En ese sentido, si el lenguaje es de las consecuciones más sorprendentes, no hay más que darle paso a interrogantes intelectualmente excitantes: ¿Cuánto tiempo nos llevó alcanzar tan espléndida evolución? ¿Cómo pudo la masa encefálica hacer surgir la conciencia? ¿El lenguaje que desarrollamos fue atípico? ¿Es una capacidad autónoma o es una propiedad natural de nuestro potencial cognitivo general? ¿La actividad cerebral de pensar fue primordial? ¿Qué pasaría si nadie se comunicara? ¿Qué perdemos o qué mejoramos -si es que algo se intensifica- con la edad? En concreto, el repertorio de interrogantes se puede explayar hasta el agotamiento.

Asumiendo que al comunicar está implícita una o varias intenciones, además de una connotación en cuanto al sentido del deber -como reflexión sobre el propio y digno proceder- resulta más que aceptable el generar, en sana responsabilidad, juicios que se encaminen a la divulgación de la conciencia y de éticos principios que nos permitan vincularnos en concordia entre las sociedades, los ecosistemas y nuestro perfecto albergue llamado Tierra. Es pasar de la enfermiza tentación de señalar con dedo acusador a ocupar el papel protagónico que nos corresponde como depositarios del bien común.

Ninguna conducta es admisible cuando se trata de justificar el no ser conscientes, más cuando debería ser nuestra mayor cualidad. El deficiente proceder supone insidiosa ignorancia -profundo enigma- por lo que es indudable la concordia intelectual y ética que dispersa para la vida humana el pensar y actuar en bien de todo ser viviente.

Bajo esta premisa, la mayoría de los creadores de las bellas artes, nos imbuimos en un bizarro coctel de conocimientos, observaciones, reflexiones y acciones para expresamos de la mejor manera con sorprendentes piezas, a su vez, ponemos de manifiesto nuestra voluntad por perseverar al producir obras artísticas con la generosa función de la conciencia superior, aún más, cuando percibimos la mórbida degeneración de la humanidad, al tiempo que abrigamos las facultades y fortalezas que como especie acreditamos. Desde nuestra perspectiva, lo más pernicioso que puede haber es el no recapacitar sobre los agravios que causamos a otros, a los ecosistemas y a la Tierra, asimismo, fomentamos la ética en bien de reparar los perjuicios originados.
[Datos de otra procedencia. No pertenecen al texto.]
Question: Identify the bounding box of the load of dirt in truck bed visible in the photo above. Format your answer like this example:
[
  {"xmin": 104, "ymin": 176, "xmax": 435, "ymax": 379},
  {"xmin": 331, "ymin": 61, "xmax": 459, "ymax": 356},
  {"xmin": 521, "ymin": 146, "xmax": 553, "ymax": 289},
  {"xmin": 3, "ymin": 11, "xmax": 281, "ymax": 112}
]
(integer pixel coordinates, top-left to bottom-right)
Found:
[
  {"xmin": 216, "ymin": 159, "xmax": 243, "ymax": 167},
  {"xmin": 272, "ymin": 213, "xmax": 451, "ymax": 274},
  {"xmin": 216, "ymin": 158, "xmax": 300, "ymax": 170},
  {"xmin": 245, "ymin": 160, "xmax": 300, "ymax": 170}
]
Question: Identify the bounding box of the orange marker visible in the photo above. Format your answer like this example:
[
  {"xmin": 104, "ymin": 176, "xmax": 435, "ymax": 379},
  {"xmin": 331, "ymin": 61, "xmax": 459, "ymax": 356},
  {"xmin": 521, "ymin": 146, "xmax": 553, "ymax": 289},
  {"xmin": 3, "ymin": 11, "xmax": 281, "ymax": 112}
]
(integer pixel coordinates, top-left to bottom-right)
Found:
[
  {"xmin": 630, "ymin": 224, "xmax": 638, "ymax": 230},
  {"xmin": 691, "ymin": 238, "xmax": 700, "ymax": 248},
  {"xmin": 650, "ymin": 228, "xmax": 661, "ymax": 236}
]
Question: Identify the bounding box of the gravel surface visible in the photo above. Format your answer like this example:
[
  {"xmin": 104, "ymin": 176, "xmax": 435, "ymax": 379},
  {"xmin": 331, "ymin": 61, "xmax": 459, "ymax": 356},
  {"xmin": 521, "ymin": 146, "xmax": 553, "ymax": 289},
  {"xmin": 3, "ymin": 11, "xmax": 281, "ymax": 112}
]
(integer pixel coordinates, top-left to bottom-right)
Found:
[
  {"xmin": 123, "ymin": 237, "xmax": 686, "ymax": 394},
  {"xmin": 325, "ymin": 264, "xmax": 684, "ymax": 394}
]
En esa dirección, es de vital importancia contrarrestar el lenguaje y acciones tóxicas e irresponsables que avalan lo superficial, lo negligente, lo soez, la violencia y que se encuentran en un sinnúmero de manifestaciones ignominiosas en las mentadas «redes sociales», fakes news, así como en insulsos y hasta vulgares «memes», en la demostración de odio rencoroso y vengativo como producto de la descomposición social, fallas empáticas, incultura y mala educación.
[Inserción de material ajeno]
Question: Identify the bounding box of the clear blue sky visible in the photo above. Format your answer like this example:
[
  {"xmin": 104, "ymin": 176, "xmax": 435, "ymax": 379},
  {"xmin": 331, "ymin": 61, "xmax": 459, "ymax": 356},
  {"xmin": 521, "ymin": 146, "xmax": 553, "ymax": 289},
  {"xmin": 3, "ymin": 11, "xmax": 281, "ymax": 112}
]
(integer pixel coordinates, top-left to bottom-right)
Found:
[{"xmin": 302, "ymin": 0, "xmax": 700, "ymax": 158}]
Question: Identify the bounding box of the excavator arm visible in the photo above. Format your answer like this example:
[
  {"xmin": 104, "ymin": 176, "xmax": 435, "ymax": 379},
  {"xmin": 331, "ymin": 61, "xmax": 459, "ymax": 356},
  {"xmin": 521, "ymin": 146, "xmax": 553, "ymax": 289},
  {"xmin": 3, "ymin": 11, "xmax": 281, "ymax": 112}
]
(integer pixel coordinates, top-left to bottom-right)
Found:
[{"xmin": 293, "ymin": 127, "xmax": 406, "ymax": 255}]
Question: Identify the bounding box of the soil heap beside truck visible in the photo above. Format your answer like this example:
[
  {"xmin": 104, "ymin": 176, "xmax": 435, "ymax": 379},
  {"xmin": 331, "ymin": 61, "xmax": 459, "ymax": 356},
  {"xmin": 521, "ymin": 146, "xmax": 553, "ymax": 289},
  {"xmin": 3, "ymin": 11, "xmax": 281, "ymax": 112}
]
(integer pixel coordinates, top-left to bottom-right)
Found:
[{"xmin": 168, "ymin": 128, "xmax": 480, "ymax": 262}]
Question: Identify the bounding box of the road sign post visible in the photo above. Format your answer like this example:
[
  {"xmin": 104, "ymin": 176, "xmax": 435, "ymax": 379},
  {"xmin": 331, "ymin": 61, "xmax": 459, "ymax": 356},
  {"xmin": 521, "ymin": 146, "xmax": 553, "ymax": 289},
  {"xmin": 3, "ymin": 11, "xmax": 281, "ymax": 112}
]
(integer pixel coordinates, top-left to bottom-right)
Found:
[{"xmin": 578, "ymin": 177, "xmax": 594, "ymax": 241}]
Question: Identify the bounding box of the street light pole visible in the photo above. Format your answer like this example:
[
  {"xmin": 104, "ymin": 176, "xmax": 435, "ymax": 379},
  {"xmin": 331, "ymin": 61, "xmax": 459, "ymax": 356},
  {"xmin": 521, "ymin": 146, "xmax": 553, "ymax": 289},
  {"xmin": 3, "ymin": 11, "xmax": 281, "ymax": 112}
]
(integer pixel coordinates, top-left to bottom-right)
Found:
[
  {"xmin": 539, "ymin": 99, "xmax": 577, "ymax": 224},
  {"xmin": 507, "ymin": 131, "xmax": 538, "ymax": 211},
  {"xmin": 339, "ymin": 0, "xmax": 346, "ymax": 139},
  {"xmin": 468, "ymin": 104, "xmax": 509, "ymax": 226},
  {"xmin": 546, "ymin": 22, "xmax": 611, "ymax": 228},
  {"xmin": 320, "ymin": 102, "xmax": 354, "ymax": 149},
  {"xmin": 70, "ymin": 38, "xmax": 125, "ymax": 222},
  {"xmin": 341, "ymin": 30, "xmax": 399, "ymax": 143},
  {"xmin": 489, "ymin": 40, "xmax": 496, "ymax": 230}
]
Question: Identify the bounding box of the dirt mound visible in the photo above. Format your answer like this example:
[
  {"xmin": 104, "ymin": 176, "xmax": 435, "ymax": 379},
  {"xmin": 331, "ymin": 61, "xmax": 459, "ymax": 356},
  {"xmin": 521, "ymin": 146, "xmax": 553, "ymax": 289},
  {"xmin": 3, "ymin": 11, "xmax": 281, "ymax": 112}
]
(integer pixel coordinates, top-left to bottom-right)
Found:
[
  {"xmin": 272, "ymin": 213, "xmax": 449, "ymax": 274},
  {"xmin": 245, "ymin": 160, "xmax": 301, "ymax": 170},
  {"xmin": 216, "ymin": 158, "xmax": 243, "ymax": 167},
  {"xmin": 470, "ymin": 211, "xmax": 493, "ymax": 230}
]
En tan corrompida y nociva realidad, es recurrente escuchar excesivamente sobre calidad de productos, de procesos, de servicios, de sistemas, de vida (como sensación meramente financiera) pero muy poco en relación a la calidad humana, sin razonar que sin ella, todo lo demás es conjetura sin soporte ético. Hablar de calidad humana es cuidar nuestros vínculos con los demás, profundizar en nuestro interior y dar lo mejor de nosotros mismos, es construir un mundo mejor, más justo, pacífico y fraterno, así como respetar los ecosistemas y cuidar de nuestro planeta. ¡Hagamos conciencia!